Kevin Littles Jr., 22, and Jakiye Taylor, 18, both of Harrisburg, are each facing homicide, robbery, and related charges in connection with the Aug. 8, 2021, shootings that claimed Elijah Johnson, 20, and wounded Jayzell Avery Sanders, 23.

Northampton County District Attorney Terry Houck has said Littles killed Johnson, shooting him multiple times including in the head, during a drug deal turned robbery in a busy Lower Nazareth Township shopping center. Taylor is charged with attempted homicide in Sanders’ shooting.

Littles was in Northampton County Court on Tuesday for his formal arraignment, and Chief Deputy District Attorney Patricia Fuentes Mulqueen filed notice she will seek the death penalty if Littles is convicted of first-degree murder in his case.

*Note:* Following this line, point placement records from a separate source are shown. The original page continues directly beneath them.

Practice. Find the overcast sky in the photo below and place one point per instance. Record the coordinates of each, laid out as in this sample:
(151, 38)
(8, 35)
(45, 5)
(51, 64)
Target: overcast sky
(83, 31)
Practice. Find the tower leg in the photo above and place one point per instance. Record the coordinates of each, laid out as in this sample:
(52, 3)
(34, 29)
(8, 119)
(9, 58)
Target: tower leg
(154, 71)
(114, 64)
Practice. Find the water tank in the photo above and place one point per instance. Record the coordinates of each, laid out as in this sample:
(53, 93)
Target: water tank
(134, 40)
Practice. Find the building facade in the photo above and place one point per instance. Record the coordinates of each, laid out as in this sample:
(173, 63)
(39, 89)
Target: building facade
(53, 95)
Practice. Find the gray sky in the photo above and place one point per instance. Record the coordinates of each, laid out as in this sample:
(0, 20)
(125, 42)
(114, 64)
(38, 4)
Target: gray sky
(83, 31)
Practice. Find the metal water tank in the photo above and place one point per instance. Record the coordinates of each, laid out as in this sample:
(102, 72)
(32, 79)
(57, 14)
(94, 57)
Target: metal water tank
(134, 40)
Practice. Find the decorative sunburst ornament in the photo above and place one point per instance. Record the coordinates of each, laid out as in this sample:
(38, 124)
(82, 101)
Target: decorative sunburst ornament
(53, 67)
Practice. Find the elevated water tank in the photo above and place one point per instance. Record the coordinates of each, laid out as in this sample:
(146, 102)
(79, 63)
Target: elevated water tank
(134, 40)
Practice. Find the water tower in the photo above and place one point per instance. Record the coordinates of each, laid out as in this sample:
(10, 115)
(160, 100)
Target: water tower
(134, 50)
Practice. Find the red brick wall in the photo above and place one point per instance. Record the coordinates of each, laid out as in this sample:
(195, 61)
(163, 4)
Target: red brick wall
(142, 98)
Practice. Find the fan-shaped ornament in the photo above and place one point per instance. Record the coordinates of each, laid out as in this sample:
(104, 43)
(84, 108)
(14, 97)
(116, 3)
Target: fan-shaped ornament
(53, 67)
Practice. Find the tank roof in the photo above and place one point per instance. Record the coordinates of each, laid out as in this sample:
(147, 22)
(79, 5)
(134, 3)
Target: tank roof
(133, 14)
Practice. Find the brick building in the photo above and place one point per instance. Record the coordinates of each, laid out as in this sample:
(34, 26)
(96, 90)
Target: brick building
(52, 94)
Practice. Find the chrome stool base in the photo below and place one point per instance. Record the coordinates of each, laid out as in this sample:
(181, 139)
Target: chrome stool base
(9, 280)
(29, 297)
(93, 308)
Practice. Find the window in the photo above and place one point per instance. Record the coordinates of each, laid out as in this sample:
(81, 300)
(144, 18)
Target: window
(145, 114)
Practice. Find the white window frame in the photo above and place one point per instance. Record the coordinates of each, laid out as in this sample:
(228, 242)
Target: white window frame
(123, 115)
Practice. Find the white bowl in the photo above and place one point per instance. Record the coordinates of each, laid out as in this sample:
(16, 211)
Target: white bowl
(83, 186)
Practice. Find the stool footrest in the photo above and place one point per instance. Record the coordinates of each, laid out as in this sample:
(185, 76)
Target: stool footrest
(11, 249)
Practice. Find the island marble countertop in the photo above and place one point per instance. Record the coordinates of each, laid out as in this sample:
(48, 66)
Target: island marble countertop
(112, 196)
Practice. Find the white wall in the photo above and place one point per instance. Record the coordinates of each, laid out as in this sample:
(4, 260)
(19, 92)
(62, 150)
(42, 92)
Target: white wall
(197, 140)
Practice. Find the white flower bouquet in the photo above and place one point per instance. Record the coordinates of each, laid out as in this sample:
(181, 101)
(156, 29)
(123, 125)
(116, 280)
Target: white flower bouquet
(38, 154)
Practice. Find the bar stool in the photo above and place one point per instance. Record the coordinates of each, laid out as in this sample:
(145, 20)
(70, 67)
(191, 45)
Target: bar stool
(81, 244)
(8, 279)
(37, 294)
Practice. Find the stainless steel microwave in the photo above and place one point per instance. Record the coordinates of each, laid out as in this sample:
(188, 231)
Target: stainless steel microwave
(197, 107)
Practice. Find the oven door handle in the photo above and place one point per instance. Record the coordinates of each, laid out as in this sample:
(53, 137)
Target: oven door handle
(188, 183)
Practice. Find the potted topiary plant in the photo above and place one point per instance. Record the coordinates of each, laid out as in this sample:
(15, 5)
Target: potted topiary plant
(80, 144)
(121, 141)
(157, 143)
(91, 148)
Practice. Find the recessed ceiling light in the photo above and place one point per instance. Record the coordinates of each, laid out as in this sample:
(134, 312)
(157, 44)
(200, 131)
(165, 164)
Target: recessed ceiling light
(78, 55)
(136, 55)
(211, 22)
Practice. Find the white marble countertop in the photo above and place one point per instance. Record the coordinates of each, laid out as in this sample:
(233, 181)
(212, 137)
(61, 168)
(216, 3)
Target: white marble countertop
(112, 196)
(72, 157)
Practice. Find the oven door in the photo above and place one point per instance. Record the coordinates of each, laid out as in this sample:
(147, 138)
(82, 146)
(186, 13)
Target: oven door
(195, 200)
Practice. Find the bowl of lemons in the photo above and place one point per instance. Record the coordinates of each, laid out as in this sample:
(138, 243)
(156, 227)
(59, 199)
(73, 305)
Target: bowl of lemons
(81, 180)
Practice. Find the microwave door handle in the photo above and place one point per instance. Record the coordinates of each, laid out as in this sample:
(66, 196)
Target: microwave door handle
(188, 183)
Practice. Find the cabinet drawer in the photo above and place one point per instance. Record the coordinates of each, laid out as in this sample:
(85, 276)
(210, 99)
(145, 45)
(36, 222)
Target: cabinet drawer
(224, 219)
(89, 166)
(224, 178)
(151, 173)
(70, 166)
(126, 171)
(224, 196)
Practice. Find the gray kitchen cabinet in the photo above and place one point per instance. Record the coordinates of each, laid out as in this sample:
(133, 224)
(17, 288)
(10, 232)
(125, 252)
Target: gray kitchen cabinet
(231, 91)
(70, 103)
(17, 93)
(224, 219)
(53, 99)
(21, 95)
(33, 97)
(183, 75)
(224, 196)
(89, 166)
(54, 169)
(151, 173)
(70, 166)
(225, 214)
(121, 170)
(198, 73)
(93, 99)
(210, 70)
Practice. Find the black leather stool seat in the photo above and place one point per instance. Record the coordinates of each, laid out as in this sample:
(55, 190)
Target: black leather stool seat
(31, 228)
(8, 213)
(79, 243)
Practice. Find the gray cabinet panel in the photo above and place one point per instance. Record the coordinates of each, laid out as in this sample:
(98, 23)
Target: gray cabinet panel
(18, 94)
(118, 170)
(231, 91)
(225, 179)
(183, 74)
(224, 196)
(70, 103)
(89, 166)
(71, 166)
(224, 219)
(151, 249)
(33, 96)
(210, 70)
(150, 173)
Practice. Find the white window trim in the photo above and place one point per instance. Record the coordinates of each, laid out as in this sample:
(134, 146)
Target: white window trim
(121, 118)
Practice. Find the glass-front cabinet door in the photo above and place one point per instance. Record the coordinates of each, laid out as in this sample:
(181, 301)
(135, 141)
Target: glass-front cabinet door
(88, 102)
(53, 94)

Littles is represented by defense attorney Gary Asteak, who was not immediately available for comment.

Taylor was 17 at the time of the crime and is charged as an adult, but prosecutors will not be seeking a capital sentence in his case, Mulqueen said.

The day of the shootings, Sanders and Johnson, who are both from Monroe County, were meeting two men to sell five pounds of marijuana for $9,240, according to Johnson’s Snapchat records and court records.

Sanders previously testified Johnson was meeting people from Harrisburg that he did not know, and he had asked Sanders to come with him. Sanders testified he did not know it was a deal for marijuana until they were meeting with the men near the Target off of Route 248 near Route 33.

Littles and Taylor got into the backseat of the car Johnson was driving, and eventually the two men pulled out handguns, according to Sanders.

Johnson “tussled” with one of the men, who asked Johnson if he “really want to die over this,” Sanders previously testified. Johnson was fatally wounded, and was pronounced dead at St. Luke’s Hospital in Bethlehem Township.

Sanders ran out of the car and started running to the front of the Target when he was shot in the shoulder, and Sanders told investigators he fired back with his .22-caliber pistol. Video surveillance showed Sanders running and shooting the handgun back toward the Buick, police have said.

Prosecutors said Littles and Taylor fled. Taylor was arrested in May, and Littles surrendered to police later that month. Both are being held without bail in their respective cases.

When seeking the death penalty, prosecutors must include a notice of aggravating factors.

In this case, Mulqueen filed two factors: that Johnson was killed in the perpetration of a felony, specifically robbery, and that Littles knowingly created a grave risk of death to another person by allegedly opening fire in a busy parking lot.